21 Oddities About the Real Life of Egyptian Pharoah, King Tut

21 Oddities About the Real Life of Egyptian Pharoah, King Tut

Trista - December 30, 2018
21 Oddities About the Real Life of Egyptian Pharoah, King Tut
An elevated view of King Tut’s tomb shows two walls that may contain hidden doors leading to secret rooms. Kenneth Garrett, Nat Geo Image Collection.

2. King Tut’s Tomb May Have a Secret Chamber

Upon its discovery in 1922, Egyptologist Howard Carter knew that he had made the find of a lifetime. Today, the tomb of King Tut has still not yet revealed all of its secrets.
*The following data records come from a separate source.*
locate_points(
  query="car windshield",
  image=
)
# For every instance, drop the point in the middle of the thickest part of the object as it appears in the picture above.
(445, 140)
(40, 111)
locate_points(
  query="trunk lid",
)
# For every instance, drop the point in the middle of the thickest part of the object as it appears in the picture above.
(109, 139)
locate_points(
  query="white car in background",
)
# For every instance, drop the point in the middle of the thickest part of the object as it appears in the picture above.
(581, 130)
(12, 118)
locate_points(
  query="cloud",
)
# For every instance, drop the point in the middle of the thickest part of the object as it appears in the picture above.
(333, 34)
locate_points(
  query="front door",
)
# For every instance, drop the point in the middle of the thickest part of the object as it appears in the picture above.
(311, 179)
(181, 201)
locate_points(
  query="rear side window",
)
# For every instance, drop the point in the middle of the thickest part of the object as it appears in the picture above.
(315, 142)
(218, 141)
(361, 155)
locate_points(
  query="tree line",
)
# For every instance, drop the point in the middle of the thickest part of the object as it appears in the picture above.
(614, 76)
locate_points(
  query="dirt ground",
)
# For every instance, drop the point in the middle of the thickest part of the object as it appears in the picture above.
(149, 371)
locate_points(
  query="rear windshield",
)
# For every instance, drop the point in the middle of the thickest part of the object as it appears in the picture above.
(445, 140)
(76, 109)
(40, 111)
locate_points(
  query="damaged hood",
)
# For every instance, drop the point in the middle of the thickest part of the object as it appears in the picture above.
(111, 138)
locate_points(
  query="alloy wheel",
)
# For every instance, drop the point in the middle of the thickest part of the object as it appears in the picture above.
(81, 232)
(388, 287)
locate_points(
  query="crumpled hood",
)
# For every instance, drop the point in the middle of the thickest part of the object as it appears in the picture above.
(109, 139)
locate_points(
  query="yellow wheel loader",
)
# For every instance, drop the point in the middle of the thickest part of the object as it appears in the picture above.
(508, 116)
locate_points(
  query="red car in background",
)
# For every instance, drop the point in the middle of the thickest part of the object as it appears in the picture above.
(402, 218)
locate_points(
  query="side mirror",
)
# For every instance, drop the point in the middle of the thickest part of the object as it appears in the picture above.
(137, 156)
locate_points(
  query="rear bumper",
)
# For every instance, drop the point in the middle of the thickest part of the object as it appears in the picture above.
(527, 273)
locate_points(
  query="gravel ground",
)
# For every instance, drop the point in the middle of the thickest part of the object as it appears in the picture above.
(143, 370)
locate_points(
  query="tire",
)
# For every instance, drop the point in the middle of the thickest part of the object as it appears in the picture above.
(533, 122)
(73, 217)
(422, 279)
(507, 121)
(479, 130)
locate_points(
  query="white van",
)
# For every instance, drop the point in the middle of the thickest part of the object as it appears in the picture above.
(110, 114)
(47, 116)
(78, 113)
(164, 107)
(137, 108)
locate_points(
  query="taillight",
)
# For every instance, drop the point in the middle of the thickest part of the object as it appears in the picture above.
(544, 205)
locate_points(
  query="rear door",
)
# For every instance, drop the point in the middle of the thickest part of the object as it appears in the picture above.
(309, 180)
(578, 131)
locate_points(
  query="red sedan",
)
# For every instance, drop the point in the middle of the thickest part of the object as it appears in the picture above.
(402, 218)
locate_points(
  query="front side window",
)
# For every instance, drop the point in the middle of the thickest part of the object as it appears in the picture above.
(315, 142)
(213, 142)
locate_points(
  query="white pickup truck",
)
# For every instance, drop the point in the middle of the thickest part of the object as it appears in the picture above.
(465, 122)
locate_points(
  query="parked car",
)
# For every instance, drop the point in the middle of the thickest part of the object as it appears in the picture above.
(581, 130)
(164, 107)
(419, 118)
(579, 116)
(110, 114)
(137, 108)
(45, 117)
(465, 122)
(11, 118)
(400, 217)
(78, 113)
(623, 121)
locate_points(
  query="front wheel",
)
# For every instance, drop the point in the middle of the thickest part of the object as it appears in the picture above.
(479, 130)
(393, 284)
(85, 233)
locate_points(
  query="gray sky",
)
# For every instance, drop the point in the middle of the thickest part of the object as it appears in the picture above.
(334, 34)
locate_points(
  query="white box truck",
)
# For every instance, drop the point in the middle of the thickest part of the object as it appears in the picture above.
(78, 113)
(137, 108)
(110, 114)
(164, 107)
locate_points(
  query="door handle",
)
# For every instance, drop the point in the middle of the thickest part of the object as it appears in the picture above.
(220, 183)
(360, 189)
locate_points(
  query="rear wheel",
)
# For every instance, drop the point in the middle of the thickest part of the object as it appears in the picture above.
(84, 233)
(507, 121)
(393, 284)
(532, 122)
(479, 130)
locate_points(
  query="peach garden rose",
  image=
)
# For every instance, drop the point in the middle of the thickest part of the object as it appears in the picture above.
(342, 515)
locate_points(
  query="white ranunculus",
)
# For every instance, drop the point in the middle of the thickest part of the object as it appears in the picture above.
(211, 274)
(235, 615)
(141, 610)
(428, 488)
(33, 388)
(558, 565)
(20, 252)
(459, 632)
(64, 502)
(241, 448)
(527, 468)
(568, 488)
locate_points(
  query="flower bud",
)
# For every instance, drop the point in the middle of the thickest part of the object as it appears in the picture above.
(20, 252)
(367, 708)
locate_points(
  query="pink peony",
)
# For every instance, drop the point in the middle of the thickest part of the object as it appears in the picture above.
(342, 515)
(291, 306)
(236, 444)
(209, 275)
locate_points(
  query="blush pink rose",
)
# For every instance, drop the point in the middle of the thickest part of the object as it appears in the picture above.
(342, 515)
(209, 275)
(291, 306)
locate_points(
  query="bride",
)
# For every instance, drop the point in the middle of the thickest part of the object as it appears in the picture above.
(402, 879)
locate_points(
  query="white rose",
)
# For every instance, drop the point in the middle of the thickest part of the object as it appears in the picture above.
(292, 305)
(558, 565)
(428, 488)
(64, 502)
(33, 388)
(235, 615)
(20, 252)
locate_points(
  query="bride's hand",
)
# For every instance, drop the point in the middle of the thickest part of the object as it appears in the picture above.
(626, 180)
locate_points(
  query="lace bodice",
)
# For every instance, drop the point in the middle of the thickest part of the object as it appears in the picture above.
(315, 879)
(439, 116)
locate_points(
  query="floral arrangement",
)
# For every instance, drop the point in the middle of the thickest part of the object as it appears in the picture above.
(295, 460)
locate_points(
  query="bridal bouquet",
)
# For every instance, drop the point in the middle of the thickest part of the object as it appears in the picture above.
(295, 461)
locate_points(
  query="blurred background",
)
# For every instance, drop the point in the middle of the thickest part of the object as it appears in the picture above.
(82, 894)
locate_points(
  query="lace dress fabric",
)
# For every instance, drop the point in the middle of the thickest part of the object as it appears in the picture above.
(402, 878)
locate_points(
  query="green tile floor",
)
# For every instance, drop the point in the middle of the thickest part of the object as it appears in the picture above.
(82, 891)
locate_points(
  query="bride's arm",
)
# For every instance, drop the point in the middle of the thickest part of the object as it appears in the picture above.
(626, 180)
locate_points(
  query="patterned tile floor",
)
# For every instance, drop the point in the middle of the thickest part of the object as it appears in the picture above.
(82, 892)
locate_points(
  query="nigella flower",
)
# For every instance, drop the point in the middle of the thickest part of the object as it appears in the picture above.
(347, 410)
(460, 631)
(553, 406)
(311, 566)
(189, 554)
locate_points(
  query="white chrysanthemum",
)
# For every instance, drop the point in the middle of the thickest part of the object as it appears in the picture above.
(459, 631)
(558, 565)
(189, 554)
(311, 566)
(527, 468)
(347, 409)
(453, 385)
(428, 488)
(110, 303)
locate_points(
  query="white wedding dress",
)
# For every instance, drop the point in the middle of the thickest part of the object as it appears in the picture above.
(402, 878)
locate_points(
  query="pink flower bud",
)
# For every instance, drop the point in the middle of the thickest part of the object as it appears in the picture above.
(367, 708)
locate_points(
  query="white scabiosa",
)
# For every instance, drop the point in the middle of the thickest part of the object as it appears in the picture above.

A thermographic study of the burial chamber, done in 2015, showed slight temperature variations on one of the walls. The finding suggests that there may be another room on the other side of the room, an idea that is consistent with a theory posited by Nicholas Reeves in 2015 that suggests that Queen Nefertiti may be buried in the same area as King Tut.

If further studies prove that there is, in fact, a secret chamber which actually holds the remains of Queen Nefertiti, researchers may find that the tomb was built for the queen. Nobody has yet found the tomb of Queen Nefertiti, who was the primary wife of King Tut’s father and may have been the boy king’s father. She was one of only two women who is known to have ruled during the New Kingdom. Finding her tomb has long been the holy grail of Egyptology, and Nicholas Reeves that the monument might be hiding in plain sight. Just on the other side of a wall of one of the most visited rooms in the world.